The cardinal principle is that no one can be taxed just by implication. If a person has not been brought within the ambit of the tax law, he or she cannot be taxed at all. In your case, it entirely depends on what the ambiguity is.

In tax law there is little room for intendment. There is no equity about a tax and no presumption about a tax, nothing to be implied and one has to look fairly at the language used.

You cannot stop TRA from issuing an assessment. You can however challenge the assessment to the Commissioner General and if you are not satisfied with his decision, you can further appeal to the Tax Revenue Appeals Board, then to the Tax Revenue Appeals Tribunal and then to the Court of Appeal. Being issued with an assessment is not the end of the world. Your attorney can guide you further.

Mining in a forest reserve

I am a small-scale miner and wish to purchase a primary mining licence. However, the licence is part of a forest reserve. Does the forest reserve affect the mining rights? Can I buy it? How is such a licence defined?
JB, Shinyanga

The Forest Act allows mining activities within a forest reserve however you must get consent of the Ministry of Natural Resources and Tourism prior to starting mining activities.

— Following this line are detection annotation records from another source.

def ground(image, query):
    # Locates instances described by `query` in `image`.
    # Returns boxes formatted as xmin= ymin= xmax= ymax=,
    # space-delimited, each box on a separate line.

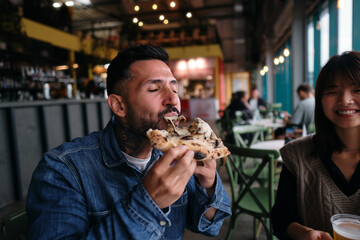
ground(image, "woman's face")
xmin=321 ymin=80 xmax=360 ymax=131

There are also some fees to be paid per hector to mine in a forest reserve.

The Mining Act 2010 states that a primary mining licence for any minerals shall not be granted to an individual, partnership or body corporate unless-(a) in the case of an individual, the individual is a citizen of Tanzania;(b) in the case of a partnership, it is composed exclusively of citizens of Tanzania; (c) in the case of a body corporate, it is a company and-(i) its membership is composed exclusively of citizens of Tanzania;(ii) its directors are all citizens of Tanzania;(iii) control over the company, both direct and indirect, is exercised, from within Tanzania by persons all of whom are citizens of Tanzania. As for the definition of primary mining licence, the Mining Act 2010 provides a specific definition in that it is a licence for small scale mining operations, whose capital investment is less than Usd 100,000 or its equivalent in Tanzanian shillings.

Arrest by a Magistrate

I got so drunk in a bar and physically and verbally insulted the barmaid. To my surprise a certain fat lady arrested me claiming to be a district magistrate. Now I have been charged with an offence and want to challenge my arrest. She might be a magistrate but I don’t believe she can misuse her powers by arresting me. Can I successfully challenge this issue?
KM, Arusha

Atleast, you know that you were drunk and further aware of your actions towards the barmaid. The Criminal Procedure Act provides that any person whether a civilian, police or magistrate or judge can arrest any person who commits an offence. The magistrate is expressly allowed to arrest any person who breaks the law in her presence. Hence it is unlikely that you will be able to challenge this arrest.

The defence of intoxication and temporary insanity will be available to you. This defence may not lead to a total acquittal but may invoke the sympathy of the Court.

Installation of electricity equipment on private land

I own a plot in Dar where a certain company which produces and transmits electricity gave me a notice that they want to have access to my land to install electricity lines and they will compensate me. I don’t want them in my land whether they pay compensation or not. Can I challenge this?
BJ, Dsm

The Electricity Act provides that any company which has a licence to produce and/or transmit power has the right to have access to any land to enable it to fulfill its duty to provide power and the owners of the property shall not be allowed to interfere with the rights or property of the said company. Also the company is authorized under the law, after issuing notice to the owner of the property to have access to the said land for purposes of repairing the equipment. However such companies are required to pay compensation to the owner of the property and if there is any dispute the same can be determined by the Court with requisite jurisdiction.

Hence you cannot prevent the owner of the company from accessing your property however should you have an issue with the consideration which is payable, you can consult your attorney who can assist you to challenge it in Court.